With several hundreds of US citizens leaving their jobs every month, they carry with them previledge IT access to corporate apps such as Twitter accounts and confidential files stored in personal Dropbox accounts, a new report states.
Warning businesses about the staggering scale of the 'Rogue Access' problem, Osterman Research's latest study is a wake-up call for every business in the US.
According to the 2014 Intermedia SMB Rogue Access Study, about 89% of those surveyed held access to Salesforce, PayPal, email, SharePoint and other sensitive corporate apps.
Intermedia president Michael Gold said: "Most small businesses think 'IT security' applies only to big businesses battling foreign hackers.

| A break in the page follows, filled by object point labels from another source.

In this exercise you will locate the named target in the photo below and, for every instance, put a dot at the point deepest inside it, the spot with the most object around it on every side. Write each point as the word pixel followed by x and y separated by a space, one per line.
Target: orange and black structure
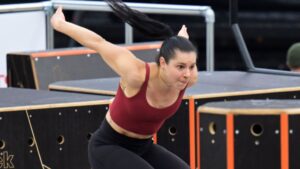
pixel 179 133
pixel 38 69
pixel 47 130
pixel 249 134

"This report should shock smaller businesses into realising that they need to protect their leads databases, financial information and social reputation from human error as well as from malicious activity."

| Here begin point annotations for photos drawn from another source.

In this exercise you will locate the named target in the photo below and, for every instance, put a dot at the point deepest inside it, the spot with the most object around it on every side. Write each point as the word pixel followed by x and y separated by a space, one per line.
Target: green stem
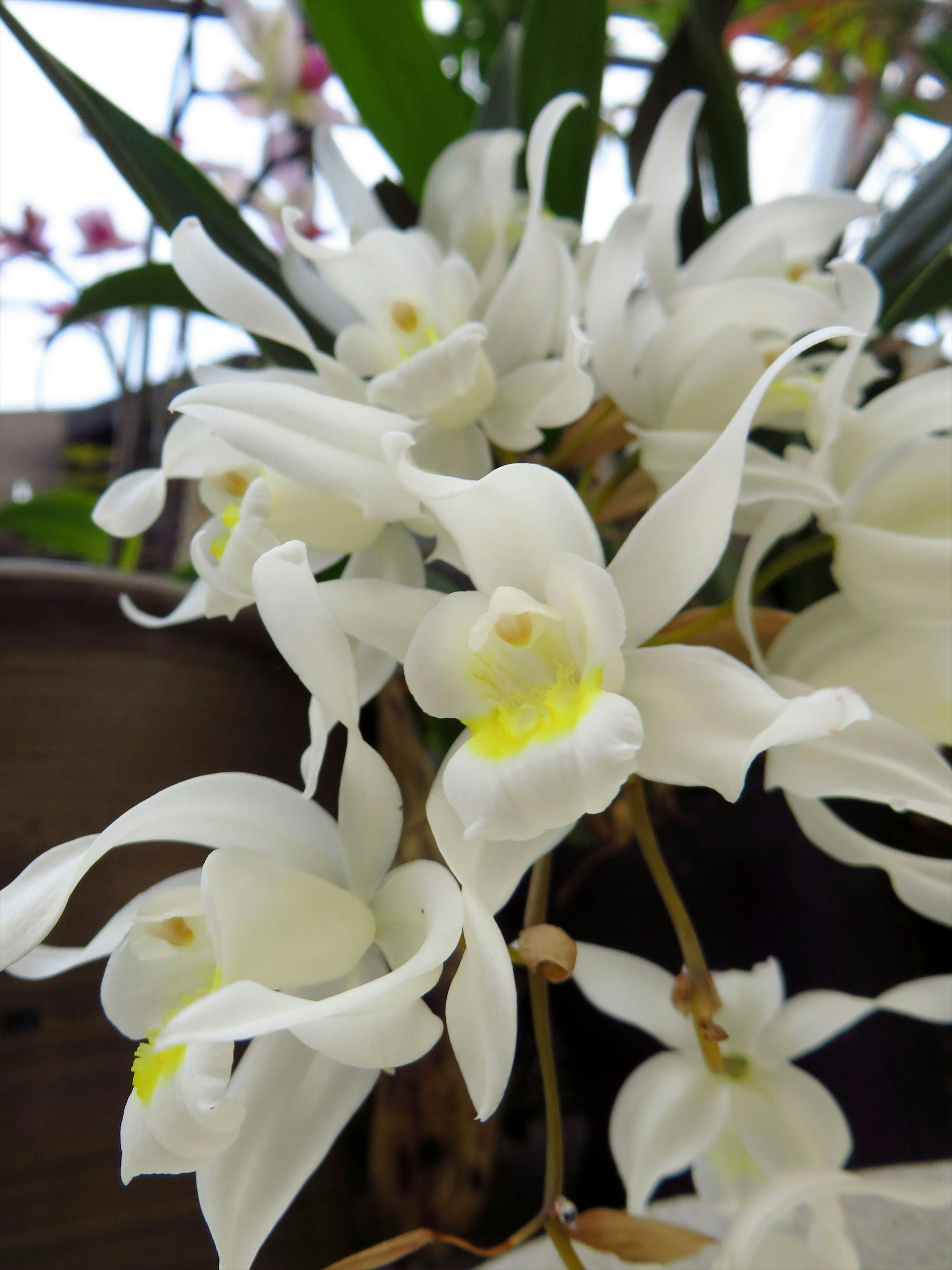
pixel 702 999
pixel 813 549
pixel 564 1245
pixel 536 906
pixel 615 482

About 45% still gained access to 'confidential' or 'highly confidential' information, with 49% of them actually logged into ex-employer accounts upon departing the company and 68% of them confess to storing work files in personal cloud storage services.

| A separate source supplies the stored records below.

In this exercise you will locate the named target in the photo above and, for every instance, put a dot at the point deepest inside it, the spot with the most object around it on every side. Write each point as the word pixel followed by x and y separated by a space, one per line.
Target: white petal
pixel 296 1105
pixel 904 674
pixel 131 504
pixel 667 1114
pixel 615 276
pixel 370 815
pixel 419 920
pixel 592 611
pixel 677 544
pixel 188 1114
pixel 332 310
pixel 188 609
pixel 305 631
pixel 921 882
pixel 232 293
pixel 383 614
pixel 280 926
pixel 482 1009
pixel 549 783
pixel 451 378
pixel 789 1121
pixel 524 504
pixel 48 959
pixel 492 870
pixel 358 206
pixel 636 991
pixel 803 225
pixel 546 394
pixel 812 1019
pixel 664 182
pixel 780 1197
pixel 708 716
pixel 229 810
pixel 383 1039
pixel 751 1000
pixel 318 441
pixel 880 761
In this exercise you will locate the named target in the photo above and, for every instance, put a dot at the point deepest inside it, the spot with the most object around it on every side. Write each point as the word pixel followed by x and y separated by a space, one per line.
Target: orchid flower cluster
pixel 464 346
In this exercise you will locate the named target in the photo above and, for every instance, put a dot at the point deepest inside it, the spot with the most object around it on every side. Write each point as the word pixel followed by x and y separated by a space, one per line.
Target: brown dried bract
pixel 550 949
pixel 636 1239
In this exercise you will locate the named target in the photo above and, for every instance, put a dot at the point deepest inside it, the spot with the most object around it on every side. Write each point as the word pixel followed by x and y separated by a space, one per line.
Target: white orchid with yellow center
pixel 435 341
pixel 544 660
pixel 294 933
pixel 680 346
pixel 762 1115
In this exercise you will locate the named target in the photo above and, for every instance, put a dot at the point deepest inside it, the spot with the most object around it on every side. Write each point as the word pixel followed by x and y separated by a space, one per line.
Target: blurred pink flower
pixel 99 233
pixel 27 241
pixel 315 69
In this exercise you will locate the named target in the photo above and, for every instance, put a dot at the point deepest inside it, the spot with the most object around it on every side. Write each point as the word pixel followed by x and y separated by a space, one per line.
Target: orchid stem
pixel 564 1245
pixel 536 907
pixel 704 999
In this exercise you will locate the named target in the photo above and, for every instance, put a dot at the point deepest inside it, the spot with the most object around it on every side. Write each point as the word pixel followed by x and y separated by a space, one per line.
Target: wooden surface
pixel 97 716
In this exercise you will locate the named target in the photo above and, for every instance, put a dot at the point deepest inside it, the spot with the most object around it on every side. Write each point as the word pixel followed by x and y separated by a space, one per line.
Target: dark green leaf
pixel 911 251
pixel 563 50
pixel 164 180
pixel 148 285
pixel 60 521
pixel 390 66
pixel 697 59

Lack of formal 'IT offboarding' procedures has been found to be one of the weakest points, with 60% of respondents were NOT asked for their cloud logins upon leaving companies.
Using Rogue Access, annoyed ex-employees may pinch money from PayPal, forge financial details in Quickbooks, or post improperly on company social media.
Well-intentioned ex-employees might purge important files from their personal cloud storage. And there are legal risks as well, such as the inability to complete eDiscovery or the failure to comply with regulatory obligations to protect sensitive data.
This can be avoided by implementing strict access and user lifecycle management policies; offer business-grade cloud storage that's as easy to use as consumer-grade services and ultimately offer single sign-on portals to users.
Osterman Research president Michael Osterman said: "People want to work at home. They want files available when they're traveling.
"But when a company puts this functionality into place in an organic, uncoordinated way, there are real risks they may not have considered.
"This report provides direction for these companies to regain control over their cloud."